|She's now 4 months old looking very much like her father at this age except he had no chin dimple|
|my Christmas cactus is in bloom again|
|A welcome sight during these 2 days of cold, unrelenting rain and wind|
I have provided him with his own feeder with orange slices and grape jelly, which keeps dissolving in this nasty weather. He prefers the hummingbird feeder
Since the weather has been so bad, I have started to watch TV. I watched the Oprah produced and acted story of Henrietta Lacks. She had died of a virulent strain of cervical cancer in the early 50s leaving 5 children to suffer an incompetent father and cruel step-mothers. Oprah played one of the surviving children.
Researchers at Johns Hopkins had been trying to grow cell cultures of human cancers unsuccessfully until they had a sample of Henrietta's cells. These grew and grew and still are used to develop anticancer drugs and vaccines, the so-called HeLa cells. She lives on through her cells. These cells are so virulent that they commonly cross contaminate other cultures grown any where near them. Back in the stone age of cancer research, the drugs we made were tested against a strain of leukemia cells, L1210, named after Linda, the leukemia patient. This puzzled me as our targets were solid tumors and leukemia is not a solid tumor. I don't think we used HeLa cells. Our drugs were not specific; they interfered with DNA replication of both the normal cells and the tumor cells. Today's cancer drugs are more finely targeted though the ones used on me were not.

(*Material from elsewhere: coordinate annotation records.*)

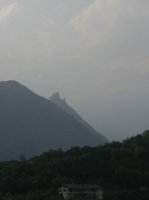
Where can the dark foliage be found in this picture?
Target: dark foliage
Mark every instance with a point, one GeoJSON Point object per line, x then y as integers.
{"type": "Point", "coordinates": [121, 168]}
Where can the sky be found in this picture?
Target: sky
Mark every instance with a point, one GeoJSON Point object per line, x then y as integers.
{"type": "Point", "coordinates": [95, 53]}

Anyway, a huge point of the drama was that these cells were being sold and the Lacks family had not received one dime. Furthermore, no one had asked Henrietta for the use of her cells. Callous researchers would show up at the daughter's door demanding blood to test for markers without ever explaining their purpose. Only one modern day scientist was shown as anything but a cruel, calculating robot with disdain for the suffering of their patients. This irritated me.

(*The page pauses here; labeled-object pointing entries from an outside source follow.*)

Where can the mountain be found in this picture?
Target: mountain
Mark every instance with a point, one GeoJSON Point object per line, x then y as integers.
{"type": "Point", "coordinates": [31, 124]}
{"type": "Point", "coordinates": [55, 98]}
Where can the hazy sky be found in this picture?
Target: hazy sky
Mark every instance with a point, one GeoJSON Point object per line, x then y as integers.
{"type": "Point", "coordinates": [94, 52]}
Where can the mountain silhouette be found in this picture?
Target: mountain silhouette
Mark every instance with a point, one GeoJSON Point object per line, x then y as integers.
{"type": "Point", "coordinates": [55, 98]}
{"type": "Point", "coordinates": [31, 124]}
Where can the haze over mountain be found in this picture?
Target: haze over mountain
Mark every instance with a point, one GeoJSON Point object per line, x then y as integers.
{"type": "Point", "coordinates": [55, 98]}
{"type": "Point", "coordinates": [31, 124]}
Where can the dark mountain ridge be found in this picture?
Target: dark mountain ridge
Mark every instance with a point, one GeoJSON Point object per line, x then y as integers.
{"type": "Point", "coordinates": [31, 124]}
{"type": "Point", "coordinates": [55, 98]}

So there was no informed consent but these days, this is how things would have been. Henrietta would have been asked to sign off on using her tissues as experimental material. I was asked to donate my tumor for science. When I asked if there was any benefit to me, I was told coldly that it may benefit future patients but not me specifically making me feel like a shit for asking. Henrietta still will have died a hideous death; her children still would have had miserable lives and they still would not have gotten one dime from Johns Hopkins. The acting was excellent and the story engaging.
Although informed consent would not have helped the Lacks family, it certainly would have helped the Tuskegee airmen who were studied long term for the effects of syphilis. They could have been treated but then the study would have been ruined. That was reprehensible.